その東京駅も最初から辰野金吾が設計を任されていたわけではない。鉄道建築に関して遅れをとっていた日本は、西洋から技術を学ぶべく多くのお雇い外国人を招聘していた。すでに東京駅の設計は逓信省工務顧問のドイツ人技師、フランツ・バルツァーがすすめていたが、彼が提出した、西洋風レンガ建築の上に瓦葺きの屋根を乗せ、出入り口には唐破風を乗せるといった和洋折衷の設計案はあまり評判が良くなかった。結局、「ステーションごときは、外国式がよい」と言う明治天皇の意向もありバルツァー案は立ち消えになってしまう。そこで、代役として白羽の矢が立ったのが辰野金吾だったというわけだ。1903年のことである。このとき辰野金吾は帝国大学工科大学学長を辞し、個人の設計事務所を開設したばかりだった。
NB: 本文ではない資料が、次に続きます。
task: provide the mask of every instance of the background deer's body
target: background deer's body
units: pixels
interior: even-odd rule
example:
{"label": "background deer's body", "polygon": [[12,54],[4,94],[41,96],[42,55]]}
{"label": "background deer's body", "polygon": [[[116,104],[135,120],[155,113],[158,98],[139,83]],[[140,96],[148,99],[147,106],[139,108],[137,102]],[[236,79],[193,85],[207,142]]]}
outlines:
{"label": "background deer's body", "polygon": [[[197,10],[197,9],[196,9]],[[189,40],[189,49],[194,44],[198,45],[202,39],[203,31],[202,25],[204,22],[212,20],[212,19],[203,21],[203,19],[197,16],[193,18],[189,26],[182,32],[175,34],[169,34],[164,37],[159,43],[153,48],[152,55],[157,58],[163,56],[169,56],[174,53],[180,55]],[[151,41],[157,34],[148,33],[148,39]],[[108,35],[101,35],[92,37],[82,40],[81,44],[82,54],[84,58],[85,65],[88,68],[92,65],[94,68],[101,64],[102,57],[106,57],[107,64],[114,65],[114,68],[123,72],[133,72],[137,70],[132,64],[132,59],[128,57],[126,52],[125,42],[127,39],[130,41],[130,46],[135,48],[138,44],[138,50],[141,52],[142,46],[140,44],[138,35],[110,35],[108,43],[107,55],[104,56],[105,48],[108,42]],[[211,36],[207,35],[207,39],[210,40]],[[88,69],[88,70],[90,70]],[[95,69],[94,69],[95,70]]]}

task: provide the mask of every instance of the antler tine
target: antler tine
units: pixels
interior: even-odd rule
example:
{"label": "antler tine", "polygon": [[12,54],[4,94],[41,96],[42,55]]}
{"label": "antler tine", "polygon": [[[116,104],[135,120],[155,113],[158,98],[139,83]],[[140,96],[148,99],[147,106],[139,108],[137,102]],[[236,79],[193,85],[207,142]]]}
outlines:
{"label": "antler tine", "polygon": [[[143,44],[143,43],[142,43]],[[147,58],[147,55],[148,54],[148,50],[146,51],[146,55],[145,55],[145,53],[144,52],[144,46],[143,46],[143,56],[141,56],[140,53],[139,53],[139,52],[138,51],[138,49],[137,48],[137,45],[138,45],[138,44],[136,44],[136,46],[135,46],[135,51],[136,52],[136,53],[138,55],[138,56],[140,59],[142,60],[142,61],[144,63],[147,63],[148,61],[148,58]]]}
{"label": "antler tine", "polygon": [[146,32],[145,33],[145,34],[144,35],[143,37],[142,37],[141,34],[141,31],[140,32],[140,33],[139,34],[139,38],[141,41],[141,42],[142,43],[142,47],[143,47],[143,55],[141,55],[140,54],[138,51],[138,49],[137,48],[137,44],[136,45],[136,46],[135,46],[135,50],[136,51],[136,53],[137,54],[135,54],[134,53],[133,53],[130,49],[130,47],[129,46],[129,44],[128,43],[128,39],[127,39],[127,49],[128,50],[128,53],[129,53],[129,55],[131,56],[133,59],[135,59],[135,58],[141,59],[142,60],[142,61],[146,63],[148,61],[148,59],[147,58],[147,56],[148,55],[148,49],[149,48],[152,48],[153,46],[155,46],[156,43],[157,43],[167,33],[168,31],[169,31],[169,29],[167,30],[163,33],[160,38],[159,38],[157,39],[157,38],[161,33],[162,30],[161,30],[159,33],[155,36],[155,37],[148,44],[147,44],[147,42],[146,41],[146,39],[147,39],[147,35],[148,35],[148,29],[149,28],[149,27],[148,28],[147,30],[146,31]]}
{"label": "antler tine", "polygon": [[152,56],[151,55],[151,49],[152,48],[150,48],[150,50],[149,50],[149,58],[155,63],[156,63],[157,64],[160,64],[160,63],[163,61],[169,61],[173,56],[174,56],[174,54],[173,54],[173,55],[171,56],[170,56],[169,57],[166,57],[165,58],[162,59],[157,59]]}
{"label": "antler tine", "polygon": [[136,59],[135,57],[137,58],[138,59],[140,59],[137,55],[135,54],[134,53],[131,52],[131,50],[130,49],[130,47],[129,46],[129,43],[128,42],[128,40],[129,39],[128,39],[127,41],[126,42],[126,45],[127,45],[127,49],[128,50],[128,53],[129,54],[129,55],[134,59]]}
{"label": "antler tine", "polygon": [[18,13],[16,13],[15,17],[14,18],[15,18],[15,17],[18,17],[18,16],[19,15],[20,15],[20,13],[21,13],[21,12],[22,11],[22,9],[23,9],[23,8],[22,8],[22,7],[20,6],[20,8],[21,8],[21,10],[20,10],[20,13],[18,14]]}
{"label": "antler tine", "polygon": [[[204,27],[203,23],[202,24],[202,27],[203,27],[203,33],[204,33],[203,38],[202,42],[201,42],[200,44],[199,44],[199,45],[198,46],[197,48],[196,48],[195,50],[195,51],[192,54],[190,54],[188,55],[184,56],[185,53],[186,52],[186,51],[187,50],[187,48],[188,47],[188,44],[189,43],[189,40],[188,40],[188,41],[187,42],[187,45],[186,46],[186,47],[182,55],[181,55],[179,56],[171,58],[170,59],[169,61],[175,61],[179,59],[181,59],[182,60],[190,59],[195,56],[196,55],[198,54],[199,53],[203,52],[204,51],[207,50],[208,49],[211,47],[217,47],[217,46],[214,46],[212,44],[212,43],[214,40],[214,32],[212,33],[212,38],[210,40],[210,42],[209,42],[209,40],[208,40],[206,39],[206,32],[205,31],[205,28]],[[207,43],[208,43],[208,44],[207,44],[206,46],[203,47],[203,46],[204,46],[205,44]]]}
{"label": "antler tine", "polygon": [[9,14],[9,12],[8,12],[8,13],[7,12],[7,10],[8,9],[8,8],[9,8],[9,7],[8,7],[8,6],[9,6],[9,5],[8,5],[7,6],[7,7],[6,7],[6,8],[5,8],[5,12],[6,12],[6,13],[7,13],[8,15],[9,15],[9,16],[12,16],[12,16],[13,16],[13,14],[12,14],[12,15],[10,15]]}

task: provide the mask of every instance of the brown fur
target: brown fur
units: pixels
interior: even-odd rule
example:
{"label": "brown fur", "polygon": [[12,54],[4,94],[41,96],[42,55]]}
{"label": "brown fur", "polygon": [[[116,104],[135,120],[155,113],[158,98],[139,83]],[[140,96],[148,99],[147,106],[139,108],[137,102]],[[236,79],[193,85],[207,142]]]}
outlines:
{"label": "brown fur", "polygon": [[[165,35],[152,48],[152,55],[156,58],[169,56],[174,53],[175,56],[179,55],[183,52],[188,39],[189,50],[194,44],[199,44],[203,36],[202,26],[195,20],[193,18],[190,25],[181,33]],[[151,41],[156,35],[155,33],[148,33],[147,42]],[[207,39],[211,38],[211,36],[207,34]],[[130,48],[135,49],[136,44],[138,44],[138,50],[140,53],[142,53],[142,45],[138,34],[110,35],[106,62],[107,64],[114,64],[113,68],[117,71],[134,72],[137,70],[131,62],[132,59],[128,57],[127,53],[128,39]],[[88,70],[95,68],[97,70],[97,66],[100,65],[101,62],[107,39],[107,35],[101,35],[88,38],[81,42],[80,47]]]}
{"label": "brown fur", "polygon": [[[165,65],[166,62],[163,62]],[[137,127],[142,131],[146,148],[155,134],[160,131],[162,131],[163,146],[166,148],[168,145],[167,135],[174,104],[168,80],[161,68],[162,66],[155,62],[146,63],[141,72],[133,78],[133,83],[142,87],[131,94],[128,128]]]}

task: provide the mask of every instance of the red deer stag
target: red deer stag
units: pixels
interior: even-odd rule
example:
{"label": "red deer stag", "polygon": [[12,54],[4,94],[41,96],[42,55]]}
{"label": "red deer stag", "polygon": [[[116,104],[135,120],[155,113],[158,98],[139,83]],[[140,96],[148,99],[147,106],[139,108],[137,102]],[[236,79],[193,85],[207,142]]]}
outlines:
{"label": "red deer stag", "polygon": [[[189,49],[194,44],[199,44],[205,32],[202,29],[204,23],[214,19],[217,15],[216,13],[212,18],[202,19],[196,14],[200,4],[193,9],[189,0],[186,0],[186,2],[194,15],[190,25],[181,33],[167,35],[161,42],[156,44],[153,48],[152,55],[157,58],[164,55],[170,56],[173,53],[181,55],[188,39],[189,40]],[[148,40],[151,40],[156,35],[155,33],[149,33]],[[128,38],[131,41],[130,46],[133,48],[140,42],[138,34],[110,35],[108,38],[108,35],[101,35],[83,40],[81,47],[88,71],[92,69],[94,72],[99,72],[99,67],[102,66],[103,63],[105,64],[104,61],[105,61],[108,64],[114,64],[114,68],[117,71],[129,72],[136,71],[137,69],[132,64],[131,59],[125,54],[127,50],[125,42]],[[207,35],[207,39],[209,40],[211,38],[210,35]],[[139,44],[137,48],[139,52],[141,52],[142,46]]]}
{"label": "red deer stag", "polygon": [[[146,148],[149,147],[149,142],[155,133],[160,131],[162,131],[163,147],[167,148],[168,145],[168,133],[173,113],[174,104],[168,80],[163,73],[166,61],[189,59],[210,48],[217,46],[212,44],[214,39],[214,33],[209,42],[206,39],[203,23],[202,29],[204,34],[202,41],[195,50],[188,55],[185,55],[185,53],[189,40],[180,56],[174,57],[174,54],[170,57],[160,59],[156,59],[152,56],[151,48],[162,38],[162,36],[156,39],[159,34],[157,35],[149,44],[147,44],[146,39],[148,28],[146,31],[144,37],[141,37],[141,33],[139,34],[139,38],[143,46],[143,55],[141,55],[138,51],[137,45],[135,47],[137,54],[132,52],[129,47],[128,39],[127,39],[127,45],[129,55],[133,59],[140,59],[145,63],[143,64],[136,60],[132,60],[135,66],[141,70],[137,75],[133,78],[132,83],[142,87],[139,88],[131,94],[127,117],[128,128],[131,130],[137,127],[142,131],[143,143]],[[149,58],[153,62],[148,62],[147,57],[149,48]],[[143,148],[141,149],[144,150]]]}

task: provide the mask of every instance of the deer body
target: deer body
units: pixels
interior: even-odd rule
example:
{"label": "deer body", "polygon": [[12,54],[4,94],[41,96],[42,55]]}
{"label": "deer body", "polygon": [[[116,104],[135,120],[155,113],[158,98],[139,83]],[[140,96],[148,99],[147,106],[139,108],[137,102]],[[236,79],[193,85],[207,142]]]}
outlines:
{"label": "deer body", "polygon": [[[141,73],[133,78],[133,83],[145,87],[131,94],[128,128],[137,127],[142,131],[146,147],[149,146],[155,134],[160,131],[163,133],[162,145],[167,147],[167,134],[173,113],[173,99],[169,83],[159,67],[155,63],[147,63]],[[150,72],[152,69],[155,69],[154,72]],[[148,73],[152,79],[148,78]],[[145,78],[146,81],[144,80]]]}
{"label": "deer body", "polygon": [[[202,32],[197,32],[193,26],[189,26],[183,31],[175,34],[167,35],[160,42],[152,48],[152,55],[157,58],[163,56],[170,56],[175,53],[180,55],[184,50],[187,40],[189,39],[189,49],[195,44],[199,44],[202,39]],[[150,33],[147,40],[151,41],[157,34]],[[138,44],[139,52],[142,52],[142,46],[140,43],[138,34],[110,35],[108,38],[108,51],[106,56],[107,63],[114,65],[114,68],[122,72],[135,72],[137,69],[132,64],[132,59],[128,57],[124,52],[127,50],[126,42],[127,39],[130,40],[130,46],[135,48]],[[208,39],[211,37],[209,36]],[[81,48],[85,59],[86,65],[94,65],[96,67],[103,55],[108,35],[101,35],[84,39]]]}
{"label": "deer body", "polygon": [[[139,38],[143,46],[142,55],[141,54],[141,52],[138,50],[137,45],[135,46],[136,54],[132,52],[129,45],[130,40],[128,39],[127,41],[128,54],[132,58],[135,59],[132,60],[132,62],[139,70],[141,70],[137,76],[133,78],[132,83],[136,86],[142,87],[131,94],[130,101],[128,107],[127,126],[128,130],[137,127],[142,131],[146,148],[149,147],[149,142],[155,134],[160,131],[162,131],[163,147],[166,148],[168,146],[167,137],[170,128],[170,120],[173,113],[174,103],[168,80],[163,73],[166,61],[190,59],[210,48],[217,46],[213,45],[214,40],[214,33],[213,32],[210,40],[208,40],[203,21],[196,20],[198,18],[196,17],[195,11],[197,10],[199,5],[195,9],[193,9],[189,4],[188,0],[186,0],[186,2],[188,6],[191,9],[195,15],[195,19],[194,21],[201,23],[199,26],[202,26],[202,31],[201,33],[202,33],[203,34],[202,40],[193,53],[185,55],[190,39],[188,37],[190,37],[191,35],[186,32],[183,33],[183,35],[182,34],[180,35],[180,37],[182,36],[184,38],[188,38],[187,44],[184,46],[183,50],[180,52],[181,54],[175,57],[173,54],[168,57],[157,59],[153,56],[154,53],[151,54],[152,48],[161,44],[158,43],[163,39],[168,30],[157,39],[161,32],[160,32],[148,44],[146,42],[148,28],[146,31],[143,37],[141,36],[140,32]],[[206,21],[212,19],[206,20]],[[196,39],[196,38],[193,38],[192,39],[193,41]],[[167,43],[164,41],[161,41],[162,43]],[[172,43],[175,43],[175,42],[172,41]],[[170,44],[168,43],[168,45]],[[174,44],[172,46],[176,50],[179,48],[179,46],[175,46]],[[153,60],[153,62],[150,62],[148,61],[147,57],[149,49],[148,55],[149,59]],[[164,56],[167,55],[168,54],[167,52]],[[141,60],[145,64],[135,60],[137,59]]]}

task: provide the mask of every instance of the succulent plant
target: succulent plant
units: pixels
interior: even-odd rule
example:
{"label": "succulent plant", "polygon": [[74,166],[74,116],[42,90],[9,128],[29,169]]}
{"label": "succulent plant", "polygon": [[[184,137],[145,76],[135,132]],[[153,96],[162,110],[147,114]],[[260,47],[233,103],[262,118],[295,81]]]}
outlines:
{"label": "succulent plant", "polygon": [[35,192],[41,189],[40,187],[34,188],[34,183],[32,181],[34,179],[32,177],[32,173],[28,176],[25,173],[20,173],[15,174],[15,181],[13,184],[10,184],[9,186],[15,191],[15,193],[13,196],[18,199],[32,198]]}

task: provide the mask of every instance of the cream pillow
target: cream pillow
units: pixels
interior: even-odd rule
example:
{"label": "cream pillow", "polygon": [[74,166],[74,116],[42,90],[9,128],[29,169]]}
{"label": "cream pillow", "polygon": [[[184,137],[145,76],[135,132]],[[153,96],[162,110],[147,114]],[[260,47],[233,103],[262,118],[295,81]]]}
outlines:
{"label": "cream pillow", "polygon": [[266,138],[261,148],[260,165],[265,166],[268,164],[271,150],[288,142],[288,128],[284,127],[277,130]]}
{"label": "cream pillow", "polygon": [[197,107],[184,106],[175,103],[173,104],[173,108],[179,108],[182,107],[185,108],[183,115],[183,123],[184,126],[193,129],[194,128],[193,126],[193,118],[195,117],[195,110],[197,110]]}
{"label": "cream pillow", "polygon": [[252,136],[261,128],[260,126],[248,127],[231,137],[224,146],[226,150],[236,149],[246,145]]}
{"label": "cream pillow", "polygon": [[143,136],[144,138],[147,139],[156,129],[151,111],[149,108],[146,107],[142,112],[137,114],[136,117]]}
設計は共同経営者の葛西萬司と行なったが、プラットホームの配置など、主要設備のレイアウト、つまり平面図に関しては、ほぼバルツァーの設計案を踏襲することにした。設計に与えられた時間が少なかったこともあるが、そこには西洋のすすんだ鉄道駅建築の叡智がたくさん詰め込まれていた。しかし立面のデザインに関しては和風を排し、最初の師であるジョサイア・コンドルから学んだゴチック様式を基調とした西洋風建築に変更した。当初は予算も少なく1階部分と2階部分だったが、1905年に日本が日露戦争で勝利をおさめると状況は一転。鉄道院総裁後藤新平の一声で、予算は一気に7倍に跳ね上がり、1階部分が2階になり2階部分が3階になり、デザインも大幅に変更されることになった。辰野金吾の設計に時間がかかったのはこんな理由があったのかもしれない。辰野金吾が設計図のすべてを鉄道院に出し終えたのは1910年、工事が開始されてからすでに3年近が経っていた。


図版・バルツァーの描いた中央停車場の和洋折衷の案

図版・辰野金吾事務所の作成した設計図(最終案に近いもの)
 
 100年近く間風雪に耐えてきた東京駅。
 
東京駅が完成して10年ほど後に関東大震災が発生し、東京では多くの建物が被害を受けたが、東京駅はほとんど被害を受けなかった。東京駅に限られたことではないが、辰野金吾の設計する建物はみな重厚で堅牢だった。そんなことから当時の人は辰野金吾のことを辰野堅固と言った。東京駅はそれほど堅牢だった。だから太平洋戦争で焼夷弾の直撃を受けても、全壊を免れることができたのだ。